Le cloître est un quadrilatère irrégulier qui prend appui sur le flanc nord de la cathédrale. Jadis il comportait deux étages, mais la partie supérieure a été vendue. En 1827, un toit a été placé pour couvrir le premier étage. Chaque côté comporte quatre travées de trois baies cintrées soutenues par des colonnes géminées en marbre de Céret.

Chaque ensemble de trois arcades est séparé par un gros pilier carré. Les galeries sont voûtées d'ogives. Cette grande unité de style masque une construction très étalée dans le temps. En effet, la galerie sud est romane, la galerie occidentale date du début du XIIIe siècle, la galerie nord de la fin du XIIIe siècle et la galerie orientale du XIVe siècle.

cloitre

sirènes et harpies

Les chapiteaux de la galerie sud sont ornés de motifs végétaux (côté jardin) ou d'animaux fantastiques (côté galerie).

Le pilier central est historié. L'une de ses faces représente l'épisode du Quo vadis.

la creation d'Eve

On trouve un autre chapiteau historié, consacré cette fois à la création d'Eve et au péché originel.

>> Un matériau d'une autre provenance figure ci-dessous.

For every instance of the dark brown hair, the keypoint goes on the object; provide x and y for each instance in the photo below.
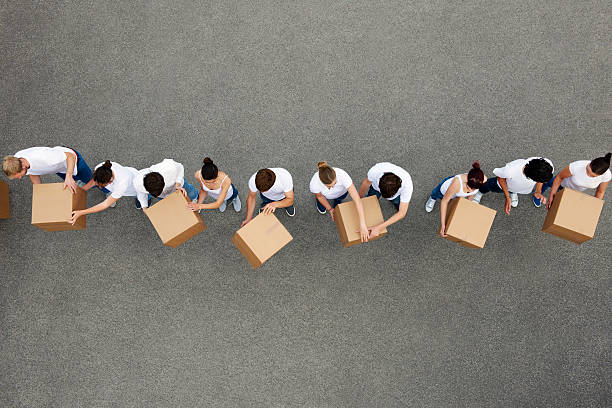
(264, 180)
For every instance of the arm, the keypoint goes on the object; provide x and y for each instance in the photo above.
(504, 185)
(251, 201)
(96, 208)
(363, 228)
(365, 186)
(601, 190)
(452, 190)
(565, 173)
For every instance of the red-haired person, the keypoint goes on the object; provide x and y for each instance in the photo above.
(461, 185)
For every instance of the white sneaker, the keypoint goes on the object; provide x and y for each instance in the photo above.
(514, 199)
(429, 204)
(237, 204)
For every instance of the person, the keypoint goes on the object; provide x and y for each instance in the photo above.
(582, 175)
(275, 187)
(67, 163)
(461, 185)
(218, 185)
(333, 183)
(519, 177)
(117, 179)
(394, 184)
(161, 180)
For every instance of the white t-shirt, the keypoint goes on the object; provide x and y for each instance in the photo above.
(378, 170)
(46, 160)
(123, 184)
(515, 178)
(343, 182)
(282, 184)
(580, 180)
(172, 172)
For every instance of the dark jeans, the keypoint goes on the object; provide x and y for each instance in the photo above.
(436, 193)
(490, 185)
(84, 173)
(395, 201)
(334, 202)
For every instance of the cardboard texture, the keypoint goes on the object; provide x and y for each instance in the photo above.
(173, 221)
(5, 207)
(347, 219)
(468, 223)
(261, 238)
(52, 207)
(573, 216)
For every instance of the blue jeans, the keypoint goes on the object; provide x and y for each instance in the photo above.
(265, 201)
(372, 192)
(490, 185)
(334, 202)
(84, 173)
(436, 193)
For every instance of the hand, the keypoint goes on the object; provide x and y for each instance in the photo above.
(508, 205)
(540, 197)
(363, 232)
(69, 183)
(75, 216)
(269, 208)
(193, 206)
(549, 203)
(374, 232)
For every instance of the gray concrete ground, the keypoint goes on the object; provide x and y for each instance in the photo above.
(110, 317)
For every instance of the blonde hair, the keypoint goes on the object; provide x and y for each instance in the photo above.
(11, 165)
(327, 174)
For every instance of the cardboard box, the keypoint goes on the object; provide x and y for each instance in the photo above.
(261, 238)
(468, 223)
(173, 221)
(5, 207)
(52, 207)
(347, 219)
(573, 216)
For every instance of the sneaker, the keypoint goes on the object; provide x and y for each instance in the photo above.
(429, 204)
(536, 201)
(113, 204)
(237, 204)
(290, 211)
(513, 199)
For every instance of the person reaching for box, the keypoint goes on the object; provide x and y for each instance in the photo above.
(275, 186)
(391, 182)
(333, 183)
(461, 185)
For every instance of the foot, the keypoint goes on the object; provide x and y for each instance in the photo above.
(290, 210)
(536, 201)
(513, 200)
(429, 204)
(237, 204)
(113, 205)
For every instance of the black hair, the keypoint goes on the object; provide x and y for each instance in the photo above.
(538, 170)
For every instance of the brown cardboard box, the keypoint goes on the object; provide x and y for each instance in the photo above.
(5, 207)
(261, 238)
(573, 216)
(347, 219)
(173, 221)
(468, 223)
(52, 207)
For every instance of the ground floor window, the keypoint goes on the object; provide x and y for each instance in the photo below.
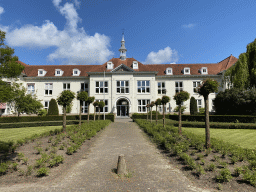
(142, 105)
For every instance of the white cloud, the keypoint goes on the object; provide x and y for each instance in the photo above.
(191, 25)
(73, 45)
(166, 55)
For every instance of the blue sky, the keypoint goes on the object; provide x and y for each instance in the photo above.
(52, 32)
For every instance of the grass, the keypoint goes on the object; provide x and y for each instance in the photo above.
(14, 134)
(245, 138)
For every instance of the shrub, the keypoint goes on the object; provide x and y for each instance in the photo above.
(53, 108)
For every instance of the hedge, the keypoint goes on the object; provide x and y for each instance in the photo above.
(50, 118)
(213, 125)
(217, 118)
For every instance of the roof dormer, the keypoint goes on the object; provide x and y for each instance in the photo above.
(204, 71)
(186, 71)
(110, 65)
(58, 72)
(168, 71)
(135, 65)
(41, 72)
(76, 72)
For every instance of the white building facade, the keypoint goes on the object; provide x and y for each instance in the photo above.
(125, 84)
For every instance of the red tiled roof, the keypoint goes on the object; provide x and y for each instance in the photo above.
(213, 68)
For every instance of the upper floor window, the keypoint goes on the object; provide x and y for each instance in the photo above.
(186, 70)
(76, 72)
(122, 86)
(66, 86)
(143, 86)
(48, 89)
(204, 70)
(101, 87)
(168, 71)
(161, 88)
(110, 65)
(84, 87)
(178, 86)
(135, 65)
(31, 88)
(195, 85)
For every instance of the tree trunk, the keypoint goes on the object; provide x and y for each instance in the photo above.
(207, 126)
(64, 118)
(88, 113)
(163, 117)
(180, 132)
(80, 116)
(151, 115)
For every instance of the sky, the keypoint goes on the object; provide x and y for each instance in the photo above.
(89, 32)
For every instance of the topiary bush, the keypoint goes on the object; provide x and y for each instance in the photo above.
(53, 108)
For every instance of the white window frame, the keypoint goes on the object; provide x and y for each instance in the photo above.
(195, 85)
(65, 86)
(168, 71)
(186, 72)
(142, 87)
(142, 103)
(161, 88)
(204, 72)
(178, 88)
(48, 87)
(31, 90)
(105, 107)
(102, 88)
(122, 86)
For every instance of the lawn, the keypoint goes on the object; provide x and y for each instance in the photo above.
(243, 137)
(14, 134)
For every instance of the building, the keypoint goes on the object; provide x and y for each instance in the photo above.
(125, 84)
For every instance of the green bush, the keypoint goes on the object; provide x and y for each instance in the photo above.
(53, 108)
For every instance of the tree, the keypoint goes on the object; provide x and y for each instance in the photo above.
(179, 98)
(193, 106)
(53, 107)
(165, 99)
(208, 86)
(242, 75)
(152, 104)
(9, 67)
(101, 105)
(95, 104)
(82, 97)
(88, 102)
(65, 99)
(157, 102)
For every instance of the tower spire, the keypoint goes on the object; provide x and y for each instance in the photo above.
(123, 49)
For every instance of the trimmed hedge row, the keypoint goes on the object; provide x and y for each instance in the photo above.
(217, 118)
(51, 118)
(213, 125)
(144, 116)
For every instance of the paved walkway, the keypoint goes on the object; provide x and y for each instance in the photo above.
(149, 170)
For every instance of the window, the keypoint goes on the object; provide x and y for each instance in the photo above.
(105, 107)
(143, 86)
(122, 86)
(168, 71)
(142, 105)
(187, 70)
(195, 85)
(84, 87)
(31, 88)
(178, 86)
(46, 105)
(101, 87)
(161, 88)
(48, 89)
(66, 86)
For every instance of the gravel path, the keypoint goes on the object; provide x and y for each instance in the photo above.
(149, 170)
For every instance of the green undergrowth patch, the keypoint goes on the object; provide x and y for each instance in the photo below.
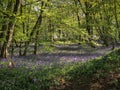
(99, 74)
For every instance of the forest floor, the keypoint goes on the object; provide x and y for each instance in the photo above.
(63, 70)
(61, 55)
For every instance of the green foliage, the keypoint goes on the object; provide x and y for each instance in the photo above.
(51, 76)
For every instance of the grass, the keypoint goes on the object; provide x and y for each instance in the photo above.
(99, 74)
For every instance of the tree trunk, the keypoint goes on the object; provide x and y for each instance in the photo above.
(6, 45)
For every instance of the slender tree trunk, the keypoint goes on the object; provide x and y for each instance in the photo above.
(6, 45)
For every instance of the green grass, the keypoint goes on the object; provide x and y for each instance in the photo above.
(98, 74)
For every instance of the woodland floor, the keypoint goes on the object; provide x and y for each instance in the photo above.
(61, 55)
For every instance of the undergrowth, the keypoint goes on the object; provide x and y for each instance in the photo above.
(99, 74)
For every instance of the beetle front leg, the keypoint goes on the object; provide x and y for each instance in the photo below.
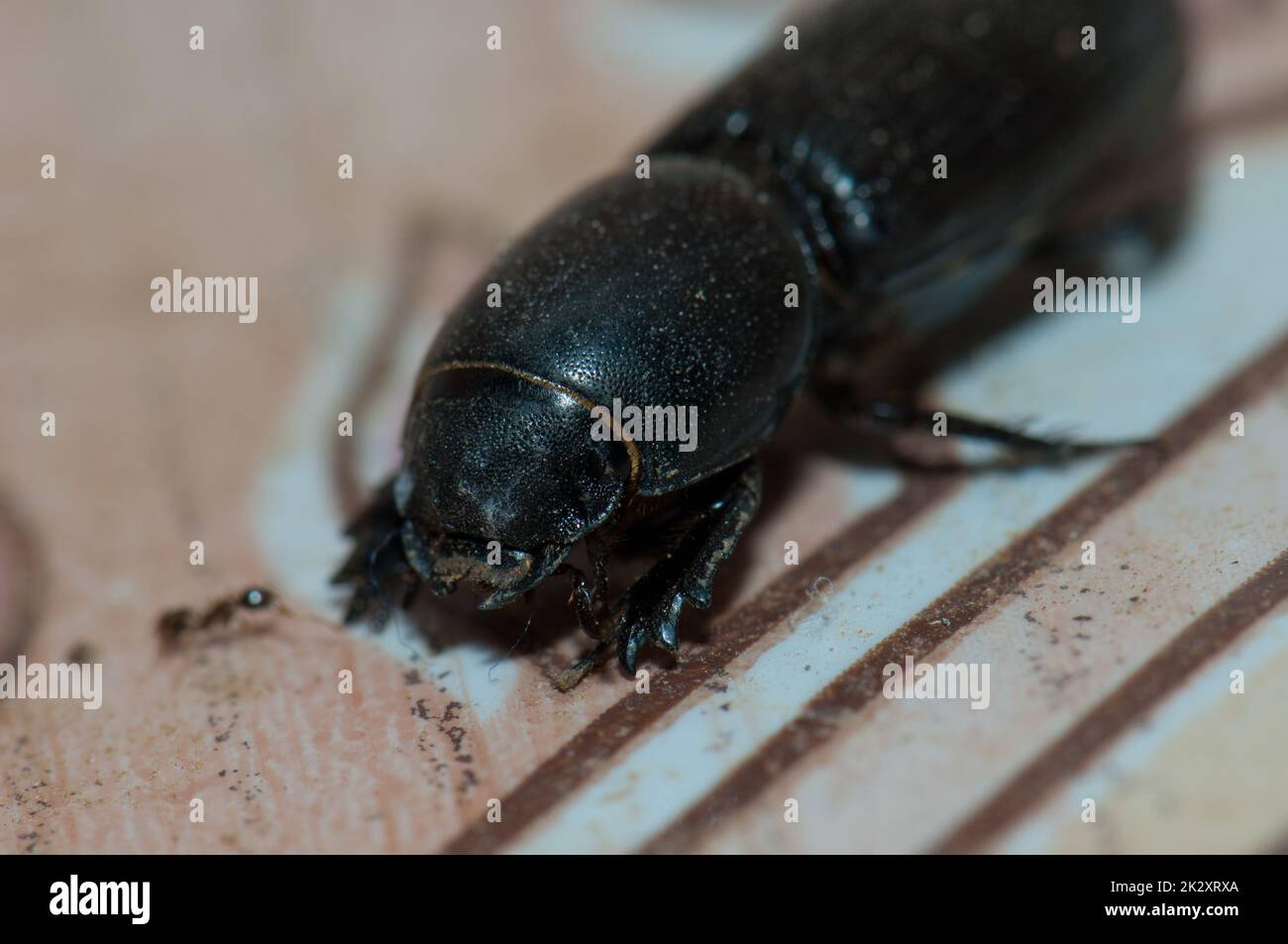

Les autres galeries sont en fait des variantes de la galerie romane. La galerie ouest se veut une copie conforme.

griffons

annonciation et visitation

La galerie est, de style gothique, comprend de nombreux chapiteaux historiés, notamment sur les piliers. Sur le premier (en partant du sud), on trouve des scènes de la vie de la Vierge (Annonciation, Visitation) et de l'enfance du Christ (nativité, adoration des mages).

Le déroulement de l'enfance du Christ se poursuit sur le pilier suivant (les mages face à Hérode, la fuite en Egypte). On trouve également une nouvelle version du péché originel.